Andererseits macht der Text aber insbesondere in seiner Version der Weihnachtsgeschichte deutlich, daß die jungfräuliche Geburt Jesu bereits in der frühesten Zeit zum Glaubensgut gehörte und hat so zweifellos auch zur Dogmatisierung dieses Glaubenssatzes beigetragen. Hieronymus von Jerusalem hat des Buch gekannt und geschätzt: Er bietet in einer seiner Schriften eine interpretierende Nacherzählung seiner wesentlichen Inhalte, die ihrerseits von Jacopo de Voragine († 1298 ) in seinem Kapitel über das Marienleben nacherzählt wird. Von daher sind einzelne Szenen aus dem Kindheitsevangelium Mariens auch in die bildende Kunst eingewandert und haben – wie im deutschen Sprachraum durch Martin von Cochems „Großes Leben Christi“ – jahrhundertelang den Volksglauben geformt. Jenen Volksglauben, der dem Unglauben moderner Hochschultheologen bei weitem vorzuziehen ist, weil er zu Christus hin und nicht von ihm wegführt.

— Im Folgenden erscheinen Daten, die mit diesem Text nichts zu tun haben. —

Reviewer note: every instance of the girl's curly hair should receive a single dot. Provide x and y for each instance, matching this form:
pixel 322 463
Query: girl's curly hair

Nach dem „Protoevangelium“ war Maria die Tochter Joachims und Annas aus dem Stamm Levi.
Wir erfahren, daß sie sehr fromm, vermögend und wohltätig waren. Darüber hinaus waren sie bis ins hohe Alter kinderlos – was dazu führte, daß Joachim anläßlich eines Opferfestes auf einen hinteren Platz verwiesen wurde. Kinderlosigkeit war eine Schande für jeden aufrechten Israeliten, weil er dem Schöpfungsauftrag „Seid fruchtbar und mehret euch“ nicht nachkam. Sie wurde überdies als Zeichen dafür gewertet, daß ein Haus wegen verborgener Sünden Gnade und Wohlgefallen des Herrn verloren hatte.
Joachim und Anna litten sehr unter dieser Zurücksetzung, doch dann erschien Anna ein Engel des Herrn, der ihr mitteilte, daß sie alsbald mit einem Kind gesegnet würden. Als Joachim von seinen Herden nach Hause kam, teilte sie ihm die frohe Botschaft mit den Worten mit: „Jetzt weiß ich, daß Gott der Herr mich reich gesegnet hat. Denn ich bin keine Witwe mehr und ich werde in meinem Leib empfangen.“ Neun Monate später wurde Maria geboren.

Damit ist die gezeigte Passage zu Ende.